Avions De Combat : La Belgique Snobe L’UE Et Se Tourne Vers Les Etats-Unis

La Belgique a-t-elle porté un coup mortel à l’Europe de la défense ? En annonçant jeudi sa décision de remplacer, à partir de 2023, ses 54 vieux chasseurs bombardiers F-16, construits par l’américain Lockheed Martin, par 34 F-35 flambant neufs, des avions dits de la «cinquième génération» du même constructeur, au détriment du Rafale français et de l’Eurofighter Typhoon (Airbus, BAE et Leonardo, ex-Finmeccanica), elle a provoqué une réaction cinglante d’Emmanuel Macron. Le président français a «regretté le choix fait» qui, «stratégiquement, va a contrario des intérêts européens».

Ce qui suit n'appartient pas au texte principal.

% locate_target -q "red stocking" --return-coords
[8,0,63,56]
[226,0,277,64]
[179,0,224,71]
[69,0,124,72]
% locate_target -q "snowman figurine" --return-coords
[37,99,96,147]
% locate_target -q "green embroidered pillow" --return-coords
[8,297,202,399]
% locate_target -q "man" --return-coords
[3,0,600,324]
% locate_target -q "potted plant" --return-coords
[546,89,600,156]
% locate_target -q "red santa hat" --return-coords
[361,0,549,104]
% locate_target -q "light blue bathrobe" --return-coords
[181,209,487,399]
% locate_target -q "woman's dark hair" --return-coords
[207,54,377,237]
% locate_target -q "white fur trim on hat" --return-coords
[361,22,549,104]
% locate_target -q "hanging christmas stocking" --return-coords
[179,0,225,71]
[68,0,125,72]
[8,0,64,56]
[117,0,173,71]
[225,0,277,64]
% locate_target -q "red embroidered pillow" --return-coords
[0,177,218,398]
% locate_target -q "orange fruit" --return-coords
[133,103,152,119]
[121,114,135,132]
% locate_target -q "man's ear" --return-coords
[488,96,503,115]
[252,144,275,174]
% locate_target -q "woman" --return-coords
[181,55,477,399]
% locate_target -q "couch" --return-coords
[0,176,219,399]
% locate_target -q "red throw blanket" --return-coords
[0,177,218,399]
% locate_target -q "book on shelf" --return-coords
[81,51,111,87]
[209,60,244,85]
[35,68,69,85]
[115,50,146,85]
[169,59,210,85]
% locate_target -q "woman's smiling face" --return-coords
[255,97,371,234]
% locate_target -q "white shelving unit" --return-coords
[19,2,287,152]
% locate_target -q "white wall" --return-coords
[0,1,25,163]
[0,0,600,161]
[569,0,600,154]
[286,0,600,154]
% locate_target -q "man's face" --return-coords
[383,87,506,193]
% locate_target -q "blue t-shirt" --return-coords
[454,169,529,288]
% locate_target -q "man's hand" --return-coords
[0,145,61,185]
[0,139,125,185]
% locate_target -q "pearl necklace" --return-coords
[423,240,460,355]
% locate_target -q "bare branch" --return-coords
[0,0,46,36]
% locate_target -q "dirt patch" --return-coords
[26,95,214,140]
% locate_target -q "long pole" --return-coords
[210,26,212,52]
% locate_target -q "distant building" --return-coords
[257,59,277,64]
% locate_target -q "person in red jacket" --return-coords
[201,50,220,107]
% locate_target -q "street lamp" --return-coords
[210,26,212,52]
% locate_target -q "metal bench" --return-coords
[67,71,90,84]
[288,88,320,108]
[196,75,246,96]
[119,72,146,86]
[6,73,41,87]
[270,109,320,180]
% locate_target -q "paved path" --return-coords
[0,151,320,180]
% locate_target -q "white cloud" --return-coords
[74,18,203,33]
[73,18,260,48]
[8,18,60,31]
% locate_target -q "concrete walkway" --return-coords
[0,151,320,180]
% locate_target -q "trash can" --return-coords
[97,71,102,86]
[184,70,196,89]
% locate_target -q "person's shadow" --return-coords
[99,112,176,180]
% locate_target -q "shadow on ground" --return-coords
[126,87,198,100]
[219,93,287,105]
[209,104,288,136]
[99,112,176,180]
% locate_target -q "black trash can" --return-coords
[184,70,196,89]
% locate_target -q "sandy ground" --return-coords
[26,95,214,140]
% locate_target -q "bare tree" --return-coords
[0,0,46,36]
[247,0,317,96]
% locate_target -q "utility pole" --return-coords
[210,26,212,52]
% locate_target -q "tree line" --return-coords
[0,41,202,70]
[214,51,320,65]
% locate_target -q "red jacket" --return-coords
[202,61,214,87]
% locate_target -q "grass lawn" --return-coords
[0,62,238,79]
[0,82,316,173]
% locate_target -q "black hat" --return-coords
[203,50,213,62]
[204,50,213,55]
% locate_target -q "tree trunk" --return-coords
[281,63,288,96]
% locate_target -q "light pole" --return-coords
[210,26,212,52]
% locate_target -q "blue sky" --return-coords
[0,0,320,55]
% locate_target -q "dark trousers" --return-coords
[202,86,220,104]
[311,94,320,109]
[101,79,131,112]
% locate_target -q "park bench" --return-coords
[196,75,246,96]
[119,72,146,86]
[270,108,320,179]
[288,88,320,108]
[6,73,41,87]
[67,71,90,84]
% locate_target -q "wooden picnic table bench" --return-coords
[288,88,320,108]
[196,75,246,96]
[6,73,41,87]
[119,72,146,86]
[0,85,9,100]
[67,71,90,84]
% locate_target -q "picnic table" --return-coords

Pourquoi autant d’émotion autour de ce contrat, certes important à l’échelle belge – 3,6 milliards d’euros à l’achat, mais 15 milliards d’euros sur les quarante ans de vie des appareils, sans doute beaucoup plus vu les déboires de l’appareil américain – mais insignifiant au regard des enjeux d’une défense européenne ? Après tout, le Royaume-Uni, le Danemark, les Pays-Bas et l’Italie ont déjà commandé des F-35 sans qu’on en fasse grand cas. C’est que ces pays se sont associés dès les années 2000 à ce programme dont l’un des objectifs était de siphonner une partie des efforts de recherche et de développement militaire des Etats européens en les embarquant, sous contrôle total des Américains, à bord de cette aventure. La Belgique, alors dirigée par le libéral flamand Guy Verhofstadt, qui venait de s’opposer à la guerre en Irak, a refusé de tomber dans le piège. Le choix belge est donc hautement symbolique puisque Bruxelles était libre d’en faire un autre, les retombées industrielles du F-35 étant particulièrement limitées.

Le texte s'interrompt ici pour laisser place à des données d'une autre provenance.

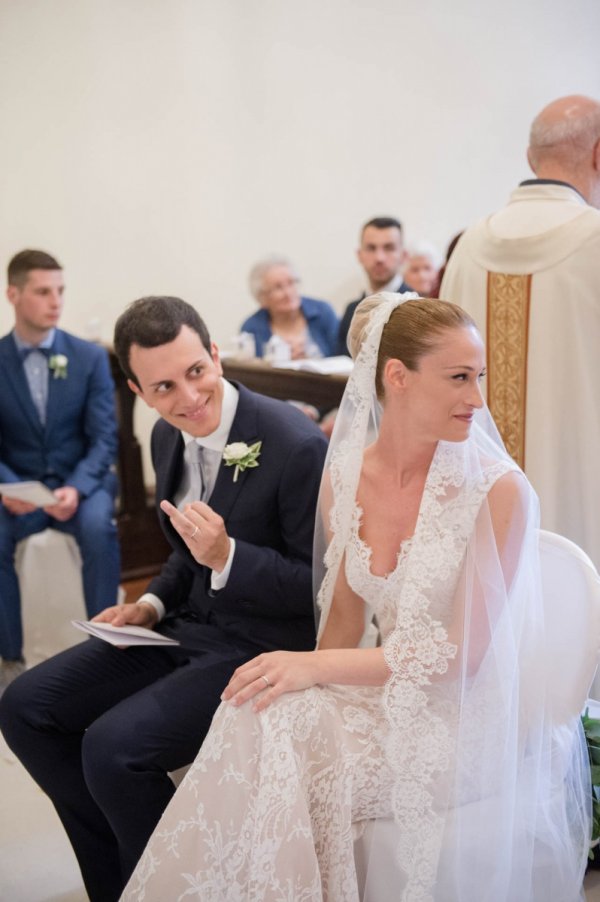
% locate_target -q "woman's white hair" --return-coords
[248,254,298,303]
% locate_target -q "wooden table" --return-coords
[108,348,346,579]
[223,357,347,410]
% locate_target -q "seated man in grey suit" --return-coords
[0,297,326,902]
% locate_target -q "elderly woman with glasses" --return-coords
[241,256,338,360]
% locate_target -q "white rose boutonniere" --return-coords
[48,354,69,379]
[223,442,262,482]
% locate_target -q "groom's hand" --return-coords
[160,501,229,573]
[92,602,158,629]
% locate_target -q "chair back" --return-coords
[539,529,600,723]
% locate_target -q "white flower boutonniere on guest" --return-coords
[48,354,69,379]
[223,442,262,482]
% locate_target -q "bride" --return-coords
[123,294,590,902]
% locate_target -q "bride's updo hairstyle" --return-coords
[348,295,477,399]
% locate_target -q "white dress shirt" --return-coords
[137,379,239,621]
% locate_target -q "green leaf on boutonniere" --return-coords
[223,442,262,482]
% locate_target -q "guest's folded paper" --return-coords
[0,482,58,507]
[71,620,179,648]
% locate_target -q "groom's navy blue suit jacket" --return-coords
[148,385,327,650]
[0,329,117,497]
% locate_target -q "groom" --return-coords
[0,297,326,902]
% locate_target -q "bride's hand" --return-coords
[221,651,318,711]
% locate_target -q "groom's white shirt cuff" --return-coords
[136,538,235,623]
[136,379,239,623]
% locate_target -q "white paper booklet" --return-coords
[71,620,179,648]
[0,482,56,507]
[273,354,354,376]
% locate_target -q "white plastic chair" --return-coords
[354,530,600,902]
[15,529,87,666]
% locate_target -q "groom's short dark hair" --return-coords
[113,296,211,388]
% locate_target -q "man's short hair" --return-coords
[360,216,402,238]
[113,297,211,388]
[7,250,62,288]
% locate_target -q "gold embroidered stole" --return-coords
[487,272,531,468]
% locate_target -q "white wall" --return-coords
[0,0,600,462]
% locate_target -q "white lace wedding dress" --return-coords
[124,498,410,902]
[123,294,590,902]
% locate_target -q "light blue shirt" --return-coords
[12,329,55,426]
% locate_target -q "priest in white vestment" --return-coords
[440,96,600,567]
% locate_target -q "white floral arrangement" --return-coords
[223,442,262,482]
[48,354,69,379]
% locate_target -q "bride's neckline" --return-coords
[354,500,414,581]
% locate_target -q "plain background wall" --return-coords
[0,0,600,476]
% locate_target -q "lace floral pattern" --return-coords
[124,445,507,902]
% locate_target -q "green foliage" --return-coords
[581,708,600,858]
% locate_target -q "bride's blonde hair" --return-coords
[348,295,477,398]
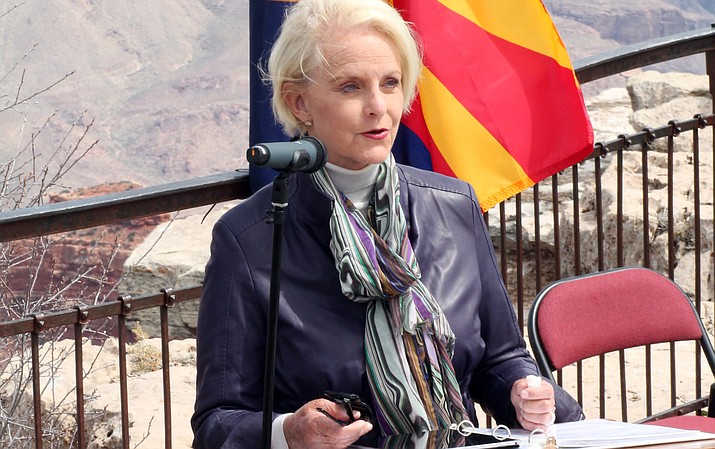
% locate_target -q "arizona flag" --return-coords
[391,0,593,211]
[249,0,593,211]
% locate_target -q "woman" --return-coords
[192,0,582,449]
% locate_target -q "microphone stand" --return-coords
[263,172,289,449]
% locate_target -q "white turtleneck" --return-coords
[325,162,380,217]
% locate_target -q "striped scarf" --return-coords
[312,155,467,435]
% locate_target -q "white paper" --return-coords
[512,419,715,449]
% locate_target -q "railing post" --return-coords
[31,315,45,449]
[117,295,132,449]
[160,288,176,449]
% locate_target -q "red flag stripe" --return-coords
[395,0,591,179]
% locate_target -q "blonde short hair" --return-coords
[266,0,422,136]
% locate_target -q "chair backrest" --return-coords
[528,267,715,379]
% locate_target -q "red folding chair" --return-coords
[528,267,715,432]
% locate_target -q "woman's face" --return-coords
[284,30,404,170]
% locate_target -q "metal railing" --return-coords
[0,24,715,448]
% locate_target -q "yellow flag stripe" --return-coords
[438,0,573,68]
[420,69,533,209]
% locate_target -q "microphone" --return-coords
[246,136,328,173]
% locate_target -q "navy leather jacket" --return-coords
[191,166,582,449]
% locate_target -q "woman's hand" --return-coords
[283,394,374,449]
[511,378,556,430]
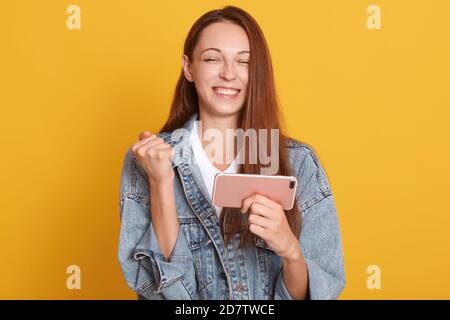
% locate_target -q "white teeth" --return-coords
[214,88,239,96]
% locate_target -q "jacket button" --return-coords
[236,284,244,292]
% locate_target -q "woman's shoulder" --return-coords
[285,137,332,209]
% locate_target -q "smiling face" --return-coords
[183,21,250,116]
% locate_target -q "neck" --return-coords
[197,112,239,166]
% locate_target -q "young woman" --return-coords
[119,6,345,299]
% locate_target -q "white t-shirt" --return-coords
[191,121,240,216]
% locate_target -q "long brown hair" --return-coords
[160,6,301,247]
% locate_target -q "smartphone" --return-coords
[212,172,297,210]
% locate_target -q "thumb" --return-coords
[139,131,153,140]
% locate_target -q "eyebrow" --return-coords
[200,48,250,54]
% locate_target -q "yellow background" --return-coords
[0,0,450,299]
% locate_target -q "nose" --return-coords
[219,62,236,81]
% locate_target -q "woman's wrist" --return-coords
[283,239,303,263]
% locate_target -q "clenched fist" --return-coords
[131,131,174,183]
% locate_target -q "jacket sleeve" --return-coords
[274,148,346,300]
[118,149,197,300]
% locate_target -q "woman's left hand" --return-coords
[241,194,300,259]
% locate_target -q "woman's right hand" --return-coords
[131,131,175,184]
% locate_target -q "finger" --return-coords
[248,202,274,219]
[139,131,156,140]
[241,194,281,212]
[131,135,157,153]
[241,197,271,215]
[248,223,268,240]
[248,214,271,229]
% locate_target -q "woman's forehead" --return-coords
[196,22,250,53]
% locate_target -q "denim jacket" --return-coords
[118,114,346,300]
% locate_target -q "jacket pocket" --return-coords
[254,237,282,299]
[180,219,216,292]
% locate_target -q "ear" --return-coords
[181,54,193,82]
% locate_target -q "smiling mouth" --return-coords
[212,87,241,99]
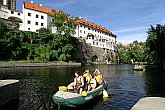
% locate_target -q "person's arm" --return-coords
[81,77,84,87]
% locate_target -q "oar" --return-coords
[103,89,109,98]
[58,86,67,91]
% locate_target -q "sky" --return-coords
[16,0,165,44]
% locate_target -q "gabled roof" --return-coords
[24,2,52,13]
[76,17,116,37]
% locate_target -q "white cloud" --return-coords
[117,33,147,44]
[113,26,148,33]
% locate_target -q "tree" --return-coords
[50,10,78,61]
[0,19,8,37]
[146,24,165,68]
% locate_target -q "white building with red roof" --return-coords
[0,1,116,50]
[20,1,53,32]
[74,17,116,50]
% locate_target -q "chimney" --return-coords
[3,0,7,6]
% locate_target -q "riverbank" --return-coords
[0,61,81,68]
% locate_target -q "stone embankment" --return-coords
[131,97,165,110]
[0,80,19,106]
[0,61,81,68]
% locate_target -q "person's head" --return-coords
[95,69,100,74]
[85,69,90,74]
[75,71,82,77]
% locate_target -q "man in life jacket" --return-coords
[83,69,92,91]
[74,71,84,94]
[93,69,103,85]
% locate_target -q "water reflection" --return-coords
[0,65,165,110]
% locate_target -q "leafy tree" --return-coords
[146,24,165,68]
[38,28,53,44]
[0,20,8,37]
[50,10,78,61]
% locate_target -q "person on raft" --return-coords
[74,71,84,94]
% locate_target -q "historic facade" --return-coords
[0,0,116,61]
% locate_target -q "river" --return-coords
[0,65,165,110]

Au-delà des critiques sur un appareil qui n’a guère tenu ses promesses après dix-sept ans de développement, le F-35 est une option qui se justifie uniquement si l’appareil est destiné à agir dans le cadre américain ou otanien : isolé, l’avion a des capacités d’action infiniment moindres que celles de ses concurrents ou même du F-16, Vol en avion de chasse car il dépend de l’accès aux informations que les Américains voudront bien lui donner. Autrement dit, la Belgique a fait le choix de la dépendance aux Etats-Unis à l’heure où Donald Trump se révèle un allié peu fiable.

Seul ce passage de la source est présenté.